- Panorama - Zuend
Der Säntis gehört zum Alpsteinmassiv und ist mit seinen 2502 Metern über dem Meer der höchste Berg der Ostschweiz. Viele Mythen ranken sich um diesen Berg, seine Bewohner und die Säntisträger, die früher ihr Leben aufs Spiel setzten, um Vorräte zur Wetterstation und ins Gasthaus zu bringen. Besonders bei schönem Wetter, wenn die Sicht auf die Appenzeller Alpen klar ist, bietet der Säntisgipfel dem Besucher die volle Palette an Bergerlebnissen.
Der Säntisgipfel
Wer mit der Schwebebahn die ca. 10-minütige Auffahrt wagt, der kann schon erahnen, wie schwierig und gefährlich der Aufstieg auf den Säntis früher war und noch immer ist. Steil fällt die Felswand neben schmalen Wegen ab. Bäume, die dem von Schwindel geplagten Erleichterung bieten könnten, gibt es auf dieser Höhe nicht mehr. Oben angekommen, bietet der Gipfel eine beeindruckende Aussicht über sechs Länder. Gleich unter dem Wahrzeichen des Säntisgipfels, dem rot-weiss-gestreiften, 123 m hohen Rundfunk- und Fernsehturm, befindet sich ein Gasthaus, das zum Verweilen einlädt. Hier kann man die wilde Bergwelt aus sicherer Entfernung betrachten und auch hier kommen einem die Bergdohlen, die schwarzen Vögel mit den gezackten Flügeln, ganz nahe.

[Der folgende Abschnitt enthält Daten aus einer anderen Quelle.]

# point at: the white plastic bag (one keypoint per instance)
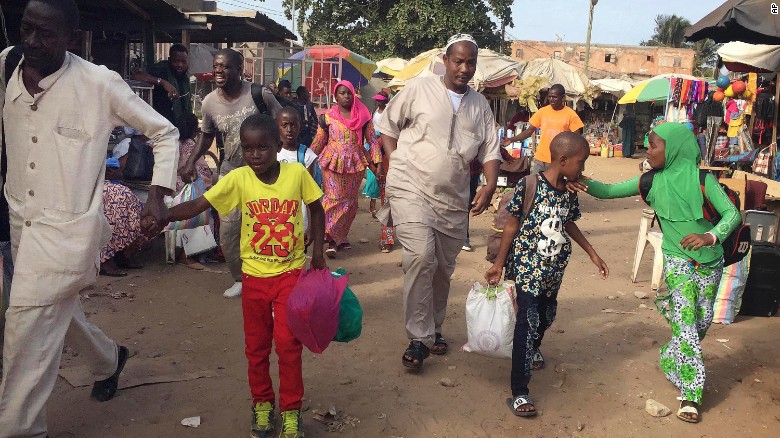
(490, 320)
(197, 240)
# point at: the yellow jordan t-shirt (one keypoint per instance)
(271, 216)
(552, 123)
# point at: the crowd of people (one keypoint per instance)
(287, 186)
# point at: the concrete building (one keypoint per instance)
(609, 60)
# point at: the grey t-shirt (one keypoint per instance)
(226, 117)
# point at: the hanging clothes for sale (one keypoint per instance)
(765, 106)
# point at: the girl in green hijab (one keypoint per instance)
(693, 256)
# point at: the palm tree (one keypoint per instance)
(706, 56)
(670, 32)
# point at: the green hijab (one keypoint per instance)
(676, 194)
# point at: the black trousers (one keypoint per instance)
(535, 314)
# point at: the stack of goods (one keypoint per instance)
(602, 135)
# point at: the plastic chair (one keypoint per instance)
(170, 247)
(654, 238)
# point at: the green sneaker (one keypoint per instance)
(263, 420)
(291, 424)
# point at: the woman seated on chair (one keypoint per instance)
(123, 212)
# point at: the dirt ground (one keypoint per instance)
(602, 367)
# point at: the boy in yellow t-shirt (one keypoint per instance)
(272, 197)
(551, 120)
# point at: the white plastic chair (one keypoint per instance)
(654, 238)
(170, 247)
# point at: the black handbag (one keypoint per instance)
(140, 162)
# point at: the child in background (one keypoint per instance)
(693, 256)
(269, 194)
(541, 249)
(289, 120)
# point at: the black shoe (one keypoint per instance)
(105, 390)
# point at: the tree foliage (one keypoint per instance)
(404, 28)
(670, 32)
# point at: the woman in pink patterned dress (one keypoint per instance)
(122, 209)
(339, 145)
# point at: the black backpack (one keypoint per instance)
(737, 245)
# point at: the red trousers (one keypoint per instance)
(264, 301)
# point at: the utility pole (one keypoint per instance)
(292, 45)
(587, 38)
(503, 35)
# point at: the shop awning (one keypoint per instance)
(238, 26)
(557, 72)
(124, 16)
(128, 15)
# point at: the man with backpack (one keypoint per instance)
(223, 111)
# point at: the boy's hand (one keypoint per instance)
(696, 241)
(318, 262)
(493, 275)
(603, 269)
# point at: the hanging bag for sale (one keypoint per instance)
(189, 192)
(491, 313)
(313, 308)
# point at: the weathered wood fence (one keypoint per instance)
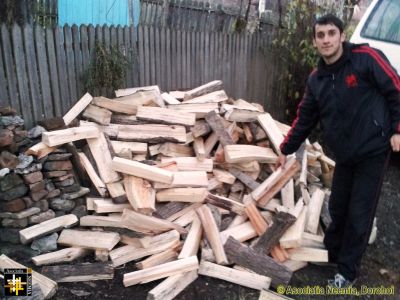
(41, 69)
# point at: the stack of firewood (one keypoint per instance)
(187, 175)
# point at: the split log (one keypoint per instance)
(272, 130)
(115, 105)
(40, 150)
(212, 233)
(117, 192)
(140, 194)
(213, 97)
(102, 156)
(182, 195)
(28, 234)
(192, 242)
(292, 237)
(101, 221)
(270, 238)
(141, 170)
(190, 163)
(157, 259)
(79, 272)
(161, 271)
(63, 136)
(172, 286)
(257, 262)
(147, 224)
(314, 211)
(246, 153)
(128, 253)
(217, 125)
(203, 89)
(244, 278)
(88, 239)
(47, 286)
(241, 232)
(97, 114)
(102, 205)
(165, 116)
(199, 109)
(77, 108)
(308, 254)
(96, 180)
(63, 255)
(226, 203)
(247, 180)
(275, 182)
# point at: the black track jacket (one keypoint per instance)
(356, 100)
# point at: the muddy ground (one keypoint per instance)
(381, 257)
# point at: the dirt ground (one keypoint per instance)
(381, 257)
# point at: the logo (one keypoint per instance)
(18, 282)
(351, 80)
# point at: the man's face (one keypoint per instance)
(328, 41)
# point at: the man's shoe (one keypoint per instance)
(340, 282)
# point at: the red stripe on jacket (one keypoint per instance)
(384, 65)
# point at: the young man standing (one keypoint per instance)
(355, 95)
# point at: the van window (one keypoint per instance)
(384, 22)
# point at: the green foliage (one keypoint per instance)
(294, 46)
(106, 70)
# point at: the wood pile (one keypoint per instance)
(184, 183)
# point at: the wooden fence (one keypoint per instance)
(41, 69)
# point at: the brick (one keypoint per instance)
(9, 181)
(35, 187)
(61, 178)
(59, 156)
(8, 160)
(15, 223)
(6, 137)
(64, 183)
(42, 204)
(14, 193)
(33, 177)
(36, 196)
(15, 205)
(53, 174)
(62, 165)
(53, 194)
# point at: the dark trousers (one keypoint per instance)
(352, 205)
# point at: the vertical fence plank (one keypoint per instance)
(33, 77)
(62, 70)
(43, 72)
(152, 56)
(25, 102)
(184, 55)
(9, 68)
(4, 99)
(69, 53)
(157, 58)
(141, 55)
(163, 55)
(55, 89)
(168, 59)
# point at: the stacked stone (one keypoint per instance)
(32, 191)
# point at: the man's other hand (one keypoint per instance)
(281, 161)
(395, 142)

Wer die mit Geländer gesicherte Zone verlassen mag, der kann einen der unzähligen Wanderpfade betreten. Aber Achtung: Diese sind nur für geübte Berggänger geeignet und gutes Schuhwerk ist Voraussetzung, um sich in diesem Teil des Hochgebirges zu bewegen. Eine sehr schöne und beliebte Tour führt zum Beispiel vom Säntisgipfel über den Lisengrat zur Rotalp, wo es ein gemütliches Gasthaus gibt.
Geschichte des Säntis
1846 baute Jakob Dörig eine einfache Gasthütte auf dem Säntisgipfel. Von nun an gab es immer wieder Touristen auf dem Säntis. Fast vierzig Jahre später wurde der Säntis zur Wetterstation. Bis 1969 verbrachte ein sogenannter Wetterwart das ganze Jahr auf dem Säntisgipfel.
Die Säntismythen
Eine echte Legende sind die Säntisträger, die bis 1935 tagtäglich ihr Leben aufs Spiel setzten, um vom Tal aus alles Notwendige auf den Gipfel zu tragen. Immer wieder forderte der Berg seine Opfer, denn gerade im Winter war der Beruf des Säntisträgers eine schwierige und gefährliche Aufgabe.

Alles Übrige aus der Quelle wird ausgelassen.